Bioinformatics and Systems Biology Program, Sanford Burnham Medical Research Institute, La Jolla, CA, United States.
Curr Opin Cell Biol. 2012 Feb;24(1):134-40. doi: 10.1016/j.ceb.2011.12.001. Epub 2011 Dec 22.
Adhesions between the cell and the extracellular matrix (ECM) are mechanosensitive multi-protein assemblies that transmit force across the cell membrane and regulate biochemical signals in response to the chemical and mechanical environment. These combined functions in force transduction, signaling and mechanosensing contribute to cellular phenotypes that span development, homeostasis and disease. These adhesions form, mature and disassemble in response to actin organization and physical forces that originate from endogenous myosin activity or external forces by the extracellular matrix. Despite advances in our understanding of the protein composition, interactions and regulation, our understanding of matrix adhesion structure and organization, how forces affect this organization, and how these changes dictate specific signaling events is limited. Insights across multiple structural levels are acutely needed to elucidate adhesion structure and ultimately the molecular basis of signaling and mechanotransduction. Here we describe the challenges and recent advances and prospects for unraveling the structure of cell-matrix adhesions and their response to force.

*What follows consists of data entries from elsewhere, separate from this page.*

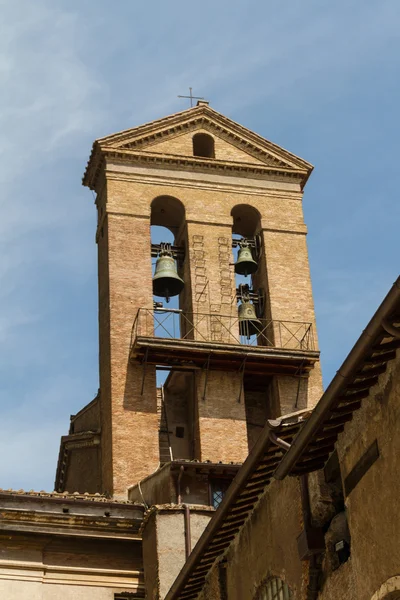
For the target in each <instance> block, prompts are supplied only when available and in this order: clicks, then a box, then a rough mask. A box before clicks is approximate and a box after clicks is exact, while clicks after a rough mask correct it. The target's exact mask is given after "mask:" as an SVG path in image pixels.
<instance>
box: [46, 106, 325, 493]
mask: <svg viewBox="0 0 400 600" xmlns="http://www.w3.org/2000/svg"><path fill="white" fill-rule="evenodd" d="M311 171H312V166H311V165H310V164H309V163H307V162H306V161H304V160H302V159H300V158H298V157H297V156H294V155H293V154H291V153H289V152H287V151H286V150H283V149H282V148H280V147H278V146H276V145H275V144H272V143H271V142H269V141H267V140H265V139H263V138H261V137H260V136H258V135H257V134H255V133H253V132H251V131H249V130H248V129H246V128H244V127H242V126H240V125H238V124H237V123H235V122H233V121H231V120H229V119H228V118H226V117H225V116H223V115H221V114H219V113H218V112H216V111H215V110H213V109H212V108H210V107H209V106H208V103H207V102H205V101H199V102H198V104H197V106H196V107H193V108H190V109H188V110H185V111H182V112H180V113H177V114H175V115H172V116H169V117H166V118H163V119H160V120H157V121H153V122H152V123H149V124H146V125H143V126H140V127H136V128H134V129H130V130H127V131H123V132H121V133H117V134H114V135H110V136H107V137H105V138H102V139H99V140H97V141H96V142H95V143H94V145H93V150H92V154H91V157H90V160H89V163H88V166H87V169H86V173H85V176H84V179H83V184H84V185H85V186H87V187H89V188H90V189H91V190H93V191H94V192H95V193H96V208H97V215H98V216H97V220H98V224H97V233H96V242H97V245H98V281H99V340H100V355H99V358H100V390H99V395H98V396H97V398H95V400H94V401H92V402H91V403H90V404H89V405H88V406H87V407H85V408H84V409H82V411H80V413H78V415H74V416H73V417H71V429H70V432H69V435H68V436H64V437H63V438H62V444H61V452H60V460H59V465H58V471H57V478H56V488H57V489H59V490H62V489H68V490H69V491H75V489H78V490H80V491H89V492H95V491H99V492H108V493H109V494H113V495H116V496H121V497H122V496H124V495H126V492H127V488H128V487H129V486H131V485H132V484H135V483H137V482H138V481H140V480H142V479H143V478H145V477H147V476H148V475H150V474H151V473H153V472H154V471H156V470H157V468H158V467H159V466H160V464H164V463H166V462H168V461H171V459H173V460H180V459H181V460H186V461H191V460H197V461H199V462H201V463H207V461H210V462H211V463H212V464H218V463H221V462H222V463H224V464H229V463H231V462H235V463H236V462H242V461H244V460H245V458H246V456H247V454H248V452H249V450H251V447H252V446H253V444H254V443H255V440H256V439H257V437H258V434H259V432H260V431H261V428H262V427H263V425H264V423H265V421H266V419H268V418H276V417H278V416H280V415H282V414H287V413H291V412H294V411H296V410H300V409H303V408H306V407H311V406H313V405H314V404H315V403H316V402H317V400H318V399H319V397H320V395H321V393H322V382H321V373H320V365H319V352H318V346H317V336H316V329H315V317H314V306H313V299H312V292H311V282H310V275H309V263H308V255H307V247H306V226H305V224H304V221H303V210H302V196H303V188H304V185H305V183H306V181H307V179H308V177H309V175H310V173H311ZM162 228H164V229H162ZM152 231H153V233H154V231H157V232H158V233H157V235H156V236H154V235H153V238H152V237H151V233H152ZM160 232H161V233H160ZM163 234H165V235H164V237H163ZM152 263H153V264H152ZM154 263H156V264H154ZM154 268H155V269H156V279H155V283H153V277H154ZM246 275H247V277H246ZM154 292H156V293H157V296H155V293H154ZM170 297H171V302H168V300H169V298H170ZM166 375H167V377H166ZM165 377H166V379H165ZM157 380H158V381H159V382H160V381H162V380H165V383H164V385H163V386H162V387H161V386H160V385H157Z"/></svg>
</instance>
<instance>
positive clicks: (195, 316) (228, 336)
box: [132, 308, 315, 350]
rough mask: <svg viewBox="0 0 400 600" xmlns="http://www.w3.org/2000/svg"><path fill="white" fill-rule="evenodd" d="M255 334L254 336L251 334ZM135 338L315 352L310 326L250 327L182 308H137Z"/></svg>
mask: <svg viewBox="0 0 400 600" xmlns="http://www.w3.org/2000/svg"><path fill="white" fill-rule="evenodd" d="M253 332H254V333H253ZM137 337H152V338H160V339H182V340H191V341H199V342H215V343H231V344H242V345H245V346H258V347H260V346H261V347H262V346H268V347H273V348H282V349H283V348H284V349H288V350H314V349H315V345H314V336H313V329H312V324H311V323H304V322H300V321H278V320H267V319H257V321H256V322H254V321H253V322H252V324H251V327H248V326H247V323H246V322H243V321H242V322H240V321H239V317H238V315H237V314H231V315H230V314H227V315H221V314H217V313H188V312H185V311H183V310H181V309H167V308H156V309H150V308H139V310H138V312H137V315H136V317H135V320H134V323H133V327H132V345H134V344H135V340H136V338H137Z"/></svg>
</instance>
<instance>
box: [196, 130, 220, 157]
mask: <svg viewBox="0 0 400 600" xmlns="http://www.w3.org/2000/svg"><path fill="white" fill-rule="evenodd" d="M193 156H201V157H203V158H215V148H214V138H213V137H212V136H211V135H209V134H208V133H196V134H195V135H194V136H193Z"/></svg>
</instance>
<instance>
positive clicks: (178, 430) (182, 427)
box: [175, 425, 185, 438]
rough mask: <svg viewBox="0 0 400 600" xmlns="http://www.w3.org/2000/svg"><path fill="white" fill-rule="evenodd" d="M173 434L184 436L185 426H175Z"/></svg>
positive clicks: (176, 435)
mask: <svg viewBox="0 0 400 600" xmlns="http://www.w3.org/2000/svg"><path fill="white" fill-rule="evenodd" d="M175 436H176V437H179V438H184V437H185V428H184V427H180V426H179V425H178V426H177V427H176V429H175Z"/></svg>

细胞与细胞外基质(ECM)之间的黏附是机械敏感的多蛋白组装体,可跨细胞膜传递力,并响应化学和机械环境调节生化信号。这些在力转导、信号传递和机械感知方面的综合功能有助于跨越发育、稳态和疾病的细胞表型。这些黏附在肌动蛋白组织和源自内源性肌球蛋白活性或细胞外基质的外力的影响下形成、成熟和解体。尽管我们在蛋白质组成、相互作用和调控方面有了进展,但我们对基质黏附结构和组织、力如何影响这种组织以及这些变化如何决定特定信号事件的理解仍然有限。需要在多个结构水平上进行深入了解,以阐明黏附结构,并最终阐明信号转导和力转导的分子基础。在这里,我们描述了阐明细胞-基质黏附及其对力的响应的结构所面临的挑战以及最近的进展和前景。